OBJECTIVE:Autosomal recessive primary microcephaly (MCPH) is a rare condition characterized by a reduced cerebral cortex accompanied with intellectual disability. Mutations in 17 genes have been shown to cause this phenotype. Recently, mutations in CIT, encoding CRIK (citron rho-interacting kinase)-a component of the central spindle matrix-were added. We aimed at identifying novel MCPH-associated genes and exploring their functional role in pathogenesis. METHODS: Linkage analysis and whole exome sequencing were performed in consanguineous and nonconsanguineous MCPH families to identify disease-causing variants. Functional consequences were investigated by RNA studies and on the cellular level using immunofluorescence and microscopy. RESULTS: We identified homozygous mutations in KIF14 (NM_014875.2;c.263T>A;pLeu88*, c.2480_2482delTTG; p.Val827del, and c.4071G>A;p.Gln1357=) as the likely cause in 3 MCPH families.
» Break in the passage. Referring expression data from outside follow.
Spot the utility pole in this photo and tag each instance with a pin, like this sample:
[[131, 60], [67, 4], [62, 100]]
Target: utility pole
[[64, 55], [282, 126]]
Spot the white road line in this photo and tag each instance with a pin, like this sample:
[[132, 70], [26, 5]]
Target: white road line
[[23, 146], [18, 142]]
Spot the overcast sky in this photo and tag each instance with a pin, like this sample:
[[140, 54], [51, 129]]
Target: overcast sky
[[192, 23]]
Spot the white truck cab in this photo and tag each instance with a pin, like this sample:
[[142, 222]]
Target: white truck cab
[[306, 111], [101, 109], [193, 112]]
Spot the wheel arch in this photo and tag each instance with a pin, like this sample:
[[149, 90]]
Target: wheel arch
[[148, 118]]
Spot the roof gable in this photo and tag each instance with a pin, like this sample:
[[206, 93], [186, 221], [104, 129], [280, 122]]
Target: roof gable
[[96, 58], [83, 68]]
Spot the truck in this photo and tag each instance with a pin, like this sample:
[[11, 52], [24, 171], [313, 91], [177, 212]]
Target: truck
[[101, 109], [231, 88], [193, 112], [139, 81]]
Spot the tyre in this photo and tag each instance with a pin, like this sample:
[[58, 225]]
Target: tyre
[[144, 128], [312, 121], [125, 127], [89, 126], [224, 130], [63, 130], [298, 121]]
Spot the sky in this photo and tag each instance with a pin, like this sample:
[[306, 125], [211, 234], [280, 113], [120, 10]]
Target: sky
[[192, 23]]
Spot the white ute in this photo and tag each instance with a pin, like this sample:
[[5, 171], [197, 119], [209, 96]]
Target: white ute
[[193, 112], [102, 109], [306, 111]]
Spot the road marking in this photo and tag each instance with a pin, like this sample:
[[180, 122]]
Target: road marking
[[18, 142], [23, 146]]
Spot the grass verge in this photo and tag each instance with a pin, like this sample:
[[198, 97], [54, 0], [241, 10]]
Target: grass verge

Furthermore, in a patient presenting with a severe form of primary microcephaly and short stature, we identified compound heterozygous missense mutations in KIF14 (NM_014875.2;c.2545C>G;p.His849Asp and c.3662G>T;p.Gly1221Val). Three of the 5 identified mutations impaired splicing, and 2 resulted in a truncated protein. Intriguingly, Kif14 knockout mice also showed primary microcephaly. Human kinesin-like protein KIF14, a microtubule motor protein, localizes at the midbody to finalize cytokinesis by interacting with CRIK. We found impaired localization of both KIF14 and CRIK at the midbody in patient-derived fibroblasts. Furthermore, we observed a large number of binucleated and apoptotic cells-signs of failed cytokinesis that we also observed in experimentally KIF14-depleted cells. INTERPRETATION: Our data corroborate the role of an impaired cytokinesis in the etiology of primary and syndromic microcephaly, as has been proposed by recent findings on CIT mutations. Ann Neurol 2017;82:562-577.